Neeskens - a name for neat skills

Neeskens, the hero of many a battle and with two World Cup silver medals in his bag, had a place in every Dutch heart.

Johan Neeskens scores the opening goal on a penalty kick in 1974 World Cup final against West Germany.   -  AFP

Like the 4-2-4 of 1958 successfully adopted by Brazil, Total Football was the exciting new concept that was on the anvil on the eve of the 1974 World Cup in West Germany. The Ajax Club of Amsterdam, with celebrated players like Johan Cruyff and Neeskens at the van, had exploited it to the hilt, which brought the team the third European Cup in succession.

On the other side, the Germans, under the inspiration of Franz Beckenbauer. with that bombardier Gerd Muller in support, had also fully utilised the new system with fluency. So it was, that the fortunes of both the teams, the Avant Garde of the football of the future, which called for totally versatile players, and totally interchangeable manoeuvres, were followed with special attention by the football pundits assembled in Germany for the great event.

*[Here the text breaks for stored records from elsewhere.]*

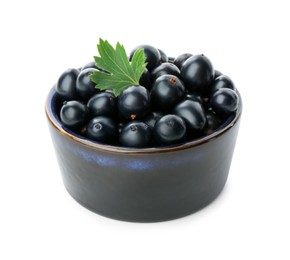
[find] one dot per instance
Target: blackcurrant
(179, 60)
(217, 73)
(165, 68)
(169, 129)
(213, 121)
(102, 104)
(192, 113)
(66, 84)
(163, 56)
(196, 96)
(145, 79)
(152, 54)
(197, 73)
(102, 129)
(73, 114)
(134, 102)
(135, 134)
(224, 101)
(222, 81)
(84, 86)
(166, 92)
(152, 118)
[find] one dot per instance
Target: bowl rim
(56, 123)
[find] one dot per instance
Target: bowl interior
(53, 105)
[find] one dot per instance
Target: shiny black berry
(152, 118)
(179, 60)
(217, 73)
(73, 114)
(66, 84)
(224, 101)
(102, 129)
(166, 92)
(222, 81)
(102, 104)
(153, 57)
(135, 134)
(84, 86)
(145, 79)
(134, 102)
(169, 129)
(213, 121)
(197, 73)
(165, 68)
(163, 56)
(192, 113)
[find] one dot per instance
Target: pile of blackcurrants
(178, 100)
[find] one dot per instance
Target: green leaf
(119, 73)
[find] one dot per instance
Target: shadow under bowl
(143, 185)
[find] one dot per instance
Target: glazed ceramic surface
(143, 185)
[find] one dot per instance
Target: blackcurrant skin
(145, 79)
(163, 56)
(222, 81)
(135, 134)
(179, 60)
(152, 118)
(102, 129)
(195, 96)
(217, 73)
(164, 68)
(192, 113)
(66, 84)
(102, 104)
(197, 72)
(134, 102)
(169, 129)
(166, 92)
(213, 121)
(152, 54)
(73, 114)
(84, 86)
(224, 101)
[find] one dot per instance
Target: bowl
(143, 185)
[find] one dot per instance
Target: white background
(247, 40)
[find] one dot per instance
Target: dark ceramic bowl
(143, 185)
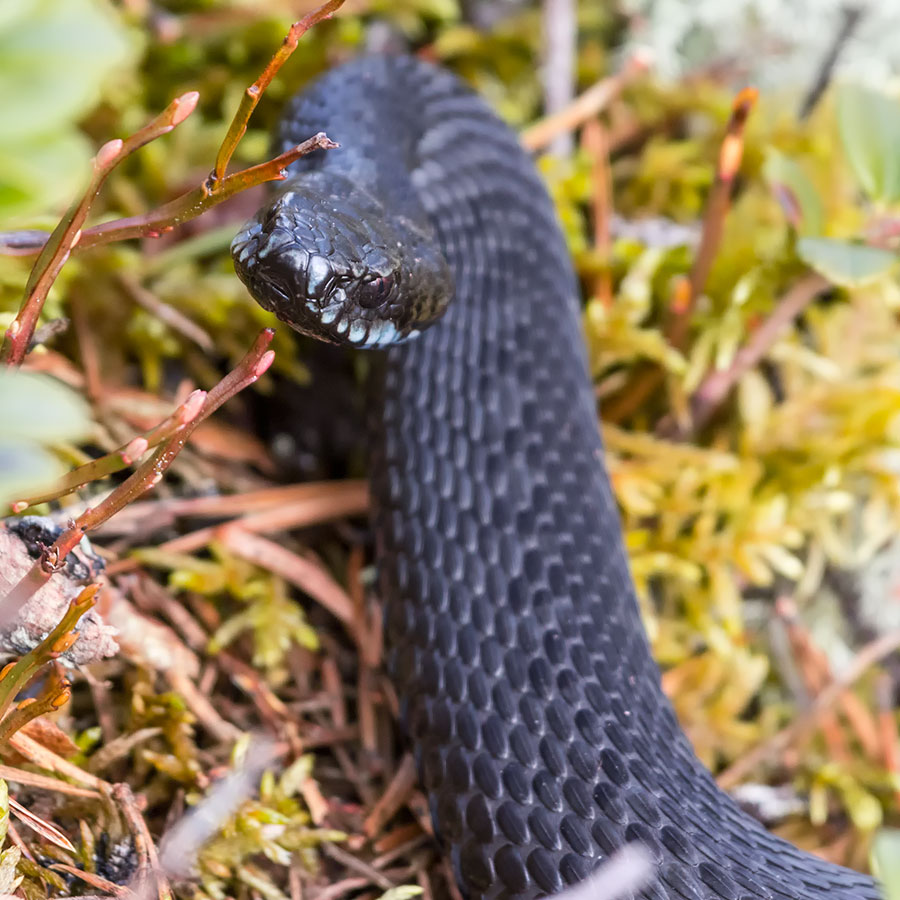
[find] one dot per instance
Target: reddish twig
(871, 654)
(718, 384)
(238, 126)
(717, 205)
(123, 457)
(68, 233)
(584, 106)
(594, 139)
(146, 476)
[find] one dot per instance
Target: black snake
(542, 736)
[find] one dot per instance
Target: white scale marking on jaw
(317, 272)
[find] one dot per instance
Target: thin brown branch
(68, 232)
(311, 578)
(146, 476)
(238, 126)
(717, 206)
(871, 654)
(121, 458)
(713, 390)
(145, 849)
(594, 140)
(586, 105)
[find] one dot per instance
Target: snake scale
(541, 734)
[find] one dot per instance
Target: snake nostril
(372, 294)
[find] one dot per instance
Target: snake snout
(332, 262)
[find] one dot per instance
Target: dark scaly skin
(542, 735)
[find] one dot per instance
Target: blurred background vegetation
(750, 412)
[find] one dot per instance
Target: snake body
(541, 733)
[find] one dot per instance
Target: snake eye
(371, 294)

Read: Johan Cruyff, the 'Pythagoras in boots'

The Dutch with some brilliant individuals, but an erratic international record, had started as 'dark horses', but gradually established themselves as the most colourful and entertaining side. With the deadly trio of Cruyff, Neeskens and Rudi Krol giving the attack all the thrust, the Germans were pushed to the wall. It was Total Football in all its ramifications and grandeur.

Glorious in defeat:

The Dutch were inflamed and subtle in their swift attacking movements with Neeskens and his colleagues, making all the time and space for themselves, and Cruyff making the polka-dot ball almost lose its spots. This was the sort of stuff that wins the big prizes. But in the end, it was Germany that won the tie and the trophy, proving the point that the better side does not always win. Even the Germans rose to applaud the team which was glorious in defeat. There was a special cheer for Neeskens, whose versatality and guts were of the highest class. It was a real wonder, as to how he took the field for the final at all. For in the crucial group match against Brazil earlier, he was a marked man, a prize that fame has to pay. He was hacked and clobbered by the Brazilian defenders and at least twice, he got up after being knocked cold, to carry on.

Gallery of Greats: Sportstar series on World Cup heroes

Came Argentina 1978 and the Dutch were there again bidding even more strongly for the prize they lost so narrowly last time. But this time, with Cruyff being not on hand, the burden on Neeksens was all the greater. No doubt, he was four years older, but his skills and ardour for the game remained undiminished.... and his judgment and anticipation were mellower too. The home team and the challenger duly kept their rendezvous in the final, which proved a thriller. Neeskens, found new allies in Rensenbrink and Aarie Haan and they repeatedly cut into the Argentine territory.

 

Again the Dutch failed to become the bride, but had to be content with the role of bridesmaid... of course, that fickle jade chose a delicately beautiful young man called Mario Kempes, who became the toast of all Argentina. Who could blame her if she lost her heart to him?

Household name:

It is however, undeniable that at least in his home country, Neeskens, the hero of many a battle and with two World Cup silver medals in his bag, had a place in every Dutch heart. He became part of the national setting as much as Cruyff, their undying hero. Did he not, time after time, assume the burden of creating attacks, which became light and subtle under the inspiration of his superb passing! Neekens carried a first name Johan, common in Central Europe like the Smith of England. But he had the uncommon virtues a rare courage, tenacity and national spirit, backed by tremendous competence, a near technical perfection. Cruyff was also a Johan as were the musical celebrities, Bach (Johan Sebastian) and Strauss, the king of the Waltz. Neeskens' football was as great as that of his celebrated contemporary and as lyrical as the music duo.